Add a factors function to get factors without multiplicity
oscarbenjamin opened this issue · comments
This is a trivial function in terms of existing functions but I often find myself wanting this when using SymPy interactively or otherwise:
In [1]: def factors(*args, **kwargs):
...: return [f for f, m in factor_list(*args, **kwargs)[1]]
...:
In [2]: factors((x - 1)**2*(x-2))
Out[2]: [x - 2, x - 1]
In [7]: factors(x*y - y, x)
Out[7]: [x - 1]
In [8]: factors(x*y - y, y)
Out[8]: [y]
Although this is trivial it is awkward because there is no way to write the list comprehension inline.
What do people think about adding this?
If added then it should be a method on at least Poly
and PolyElement
as well if not something that also appears throughout the dup_*
etc stack.
Internally factorisation routines actually compute the equivalent of factors
first before computing the multiplicity afterwards:
sympy/sympy/polys/factortools.py
Lines 88 to 91 in 8255cf2
I think that there can be some discussions for styles of outputs.
I had many times discussed myself about the whether it is better to use set
or list
for such things,
and it is very hard to pick which one would be better for this.
The mathematical definitions about factors
are more suggestive to use set
.
However, there are some reason to use list
instead of set
,
even if its definition intrinsically makes people worry about duplicate elements.
Because some algorithms may not append
duplicate elements of the lists at all,
and it can be more efficient to use list
instead of set
for such narrow cases,
however, that is not the case I'm very sure about.
And I'm anyway not very sure whether old developers of SymPy had taken such factors into discussion at all.
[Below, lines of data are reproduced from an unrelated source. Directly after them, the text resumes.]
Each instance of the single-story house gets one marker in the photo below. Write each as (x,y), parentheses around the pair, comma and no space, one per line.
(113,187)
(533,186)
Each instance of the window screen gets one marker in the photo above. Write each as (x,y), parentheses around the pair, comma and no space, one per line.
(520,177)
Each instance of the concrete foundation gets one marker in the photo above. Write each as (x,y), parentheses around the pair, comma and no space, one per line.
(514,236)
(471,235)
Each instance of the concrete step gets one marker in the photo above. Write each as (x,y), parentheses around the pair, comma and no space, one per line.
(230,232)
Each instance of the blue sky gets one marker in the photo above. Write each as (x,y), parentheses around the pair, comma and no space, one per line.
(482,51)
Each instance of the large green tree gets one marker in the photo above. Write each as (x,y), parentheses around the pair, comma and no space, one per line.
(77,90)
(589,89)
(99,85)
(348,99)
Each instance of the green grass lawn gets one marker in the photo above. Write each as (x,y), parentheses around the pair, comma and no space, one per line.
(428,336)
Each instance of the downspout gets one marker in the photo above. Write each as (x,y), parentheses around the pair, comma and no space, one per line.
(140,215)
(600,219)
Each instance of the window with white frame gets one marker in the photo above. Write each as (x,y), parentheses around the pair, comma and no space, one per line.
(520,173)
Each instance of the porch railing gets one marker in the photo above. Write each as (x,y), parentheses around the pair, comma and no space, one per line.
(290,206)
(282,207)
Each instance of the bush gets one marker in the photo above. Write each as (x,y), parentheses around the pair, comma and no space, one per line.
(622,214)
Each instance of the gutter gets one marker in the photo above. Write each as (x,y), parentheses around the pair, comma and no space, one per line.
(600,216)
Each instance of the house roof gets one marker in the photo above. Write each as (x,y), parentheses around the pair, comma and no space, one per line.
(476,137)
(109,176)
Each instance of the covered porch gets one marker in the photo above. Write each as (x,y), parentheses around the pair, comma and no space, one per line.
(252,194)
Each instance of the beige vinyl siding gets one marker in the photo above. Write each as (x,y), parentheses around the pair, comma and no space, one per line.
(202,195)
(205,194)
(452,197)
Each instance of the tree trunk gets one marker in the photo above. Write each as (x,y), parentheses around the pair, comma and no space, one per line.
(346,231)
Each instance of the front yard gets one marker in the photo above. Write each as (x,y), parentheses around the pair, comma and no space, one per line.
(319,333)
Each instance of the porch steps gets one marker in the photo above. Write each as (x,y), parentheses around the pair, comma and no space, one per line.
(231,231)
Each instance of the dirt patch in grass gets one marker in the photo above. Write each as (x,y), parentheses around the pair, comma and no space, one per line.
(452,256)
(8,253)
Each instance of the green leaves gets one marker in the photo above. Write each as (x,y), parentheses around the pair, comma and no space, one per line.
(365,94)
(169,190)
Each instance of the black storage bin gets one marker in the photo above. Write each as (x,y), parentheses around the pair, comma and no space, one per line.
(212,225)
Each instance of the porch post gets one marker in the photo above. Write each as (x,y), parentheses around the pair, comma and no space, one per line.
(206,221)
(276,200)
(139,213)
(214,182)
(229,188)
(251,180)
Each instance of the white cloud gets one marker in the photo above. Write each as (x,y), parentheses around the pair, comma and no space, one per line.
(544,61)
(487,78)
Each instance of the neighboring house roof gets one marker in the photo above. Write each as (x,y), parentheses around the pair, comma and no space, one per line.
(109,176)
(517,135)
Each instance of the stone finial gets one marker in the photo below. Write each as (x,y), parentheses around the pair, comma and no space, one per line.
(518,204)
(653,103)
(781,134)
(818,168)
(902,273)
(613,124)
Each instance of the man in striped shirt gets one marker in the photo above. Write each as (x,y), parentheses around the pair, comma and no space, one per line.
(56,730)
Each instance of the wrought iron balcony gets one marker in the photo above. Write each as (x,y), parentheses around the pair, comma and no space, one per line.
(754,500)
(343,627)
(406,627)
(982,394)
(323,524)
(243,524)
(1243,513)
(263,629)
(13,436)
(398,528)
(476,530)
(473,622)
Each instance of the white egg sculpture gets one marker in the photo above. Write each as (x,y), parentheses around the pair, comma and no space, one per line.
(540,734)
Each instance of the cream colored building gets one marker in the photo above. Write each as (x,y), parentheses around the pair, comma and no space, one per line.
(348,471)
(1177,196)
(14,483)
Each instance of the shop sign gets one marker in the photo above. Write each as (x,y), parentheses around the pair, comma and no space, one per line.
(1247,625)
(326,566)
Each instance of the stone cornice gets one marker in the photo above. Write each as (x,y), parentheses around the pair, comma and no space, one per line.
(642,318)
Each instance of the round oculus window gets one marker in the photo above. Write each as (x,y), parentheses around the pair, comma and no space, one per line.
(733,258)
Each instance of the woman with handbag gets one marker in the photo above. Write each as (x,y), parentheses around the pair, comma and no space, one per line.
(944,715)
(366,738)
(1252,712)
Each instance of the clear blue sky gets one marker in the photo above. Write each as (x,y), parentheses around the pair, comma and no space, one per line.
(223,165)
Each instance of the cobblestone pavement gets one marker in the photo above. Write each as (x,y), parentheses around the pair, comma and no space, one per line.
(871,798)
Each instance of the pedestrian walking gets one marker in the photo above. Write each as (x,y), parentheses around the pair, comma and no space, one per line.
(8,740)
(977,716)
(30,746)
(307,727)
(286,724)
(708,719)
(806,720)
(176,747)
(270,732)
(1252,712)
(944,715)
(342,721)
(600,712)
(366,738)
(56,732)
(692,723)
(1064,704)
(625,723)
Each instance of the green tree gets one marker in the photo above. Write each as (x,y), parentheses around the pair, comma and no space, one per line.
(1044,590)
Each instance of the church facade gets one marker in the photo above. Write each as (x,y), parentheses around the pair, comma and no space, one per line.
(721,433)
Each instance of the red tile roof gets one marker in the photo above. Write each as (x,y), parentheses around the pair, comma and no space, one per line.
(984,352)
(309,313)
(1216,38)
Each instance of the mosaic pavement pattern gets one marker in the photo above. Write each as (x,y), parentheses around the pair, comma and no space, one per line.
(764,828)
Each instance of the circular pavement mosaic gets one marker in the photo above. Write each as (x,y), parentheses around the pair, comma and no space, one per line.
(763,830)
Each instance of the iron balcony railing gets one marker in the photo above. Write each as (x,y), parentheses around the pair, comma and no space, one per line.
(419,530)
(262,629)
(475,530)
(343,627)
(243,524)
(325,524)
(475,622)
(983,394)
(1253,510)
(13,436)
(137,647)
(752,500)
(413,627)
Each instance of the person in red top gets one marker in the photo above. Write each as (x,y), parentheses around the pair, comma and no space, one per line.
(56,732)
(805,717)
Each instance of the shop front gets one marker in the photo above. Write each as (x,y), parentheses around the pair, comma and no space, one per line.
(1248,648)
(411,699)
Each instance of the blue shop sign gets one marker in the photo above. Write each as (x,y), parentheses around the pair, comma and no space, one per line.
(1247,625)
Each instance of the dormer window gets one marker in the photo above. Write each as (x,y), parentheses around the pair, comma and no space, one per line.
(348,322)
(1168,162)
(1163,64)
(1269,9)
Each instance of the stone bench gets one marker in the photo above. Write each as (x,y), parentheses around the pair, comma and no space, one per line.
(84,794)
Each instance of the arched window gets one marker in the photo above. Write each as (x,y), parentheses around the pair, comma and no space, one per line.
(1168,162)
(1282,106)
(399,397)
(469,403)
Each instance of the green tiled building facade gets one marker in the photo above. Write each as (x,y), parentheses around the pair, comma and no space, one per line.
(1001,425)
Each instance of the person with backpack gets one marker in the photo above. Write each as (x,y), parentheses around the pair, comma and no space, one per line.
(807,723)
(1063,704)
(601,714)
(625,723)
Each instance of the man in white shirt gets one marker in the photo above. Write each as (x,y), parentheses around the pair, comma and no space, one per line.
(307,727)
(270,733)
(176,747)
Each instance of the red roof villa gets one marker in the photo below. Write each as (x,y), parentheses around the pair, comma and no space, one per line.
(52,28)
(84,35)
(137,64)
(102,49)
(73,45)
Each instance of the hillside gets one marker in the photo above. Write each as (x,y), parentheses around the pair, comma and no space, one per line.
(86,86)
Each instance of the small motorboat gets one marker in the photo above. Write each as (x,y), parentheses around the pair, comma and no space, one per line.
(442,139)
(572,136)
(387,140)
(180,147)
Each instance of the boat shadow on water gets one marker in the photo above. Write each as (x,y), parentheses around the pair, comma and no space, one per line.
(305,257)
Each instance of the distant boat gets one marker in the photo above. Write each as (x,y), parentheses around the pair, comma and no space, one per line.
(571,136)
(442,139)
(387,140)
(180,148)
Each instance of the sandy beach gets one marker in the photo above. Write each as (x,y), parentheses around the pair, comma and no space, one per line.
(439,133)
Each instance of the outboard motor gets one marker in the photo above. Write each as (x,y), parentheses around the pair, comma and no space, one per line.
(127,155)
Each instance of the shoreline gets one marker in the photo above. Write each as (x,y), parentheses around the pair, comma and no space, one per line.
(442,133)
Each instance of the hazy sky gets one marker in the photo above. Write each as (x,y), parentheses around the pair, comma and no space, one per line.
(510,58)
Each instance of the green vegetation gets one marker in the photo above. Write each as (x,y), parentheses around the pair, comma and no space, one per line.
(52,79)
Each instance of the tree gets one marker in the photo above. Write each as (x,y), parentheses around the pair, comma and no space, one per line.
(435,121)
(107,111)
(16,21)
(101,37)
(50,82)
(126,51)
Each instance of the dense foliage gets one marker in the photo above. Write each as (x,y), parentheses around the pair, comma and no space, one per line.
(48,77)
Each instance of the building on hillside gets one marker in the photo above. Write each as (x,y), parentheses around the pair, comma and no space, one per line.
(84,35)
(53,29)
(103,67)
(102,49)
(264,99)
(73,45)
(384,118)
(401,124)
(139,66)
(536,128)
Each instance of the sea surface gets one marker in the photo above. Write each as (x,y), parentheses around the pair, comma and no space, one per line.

There were similar old discussions of replacing the return type of factor
(or even prime factorization) to use dict
or Counter
.
I don't think that they were adopted due to some backward compatibility issues,
however, if we had been using dict
or Counter
instead of list
at the first place,
we wouldn't anyway face something like this issue.
Because it is possible to get the set of keys of dictionary using keys
, and something like factor_dict(...).keys()
would be more concise.
Both set and dict are awkward for interactive use because you can't just index into them. I very often find myself doing e.g. list(expr.free_symbols)[0]
for this reason. As data structures set and dict are useful if you are going to use them for hash table lookups or intersections etc. If you just want a container that holds the objects so you can access them then it is generally easier to use list or tuple.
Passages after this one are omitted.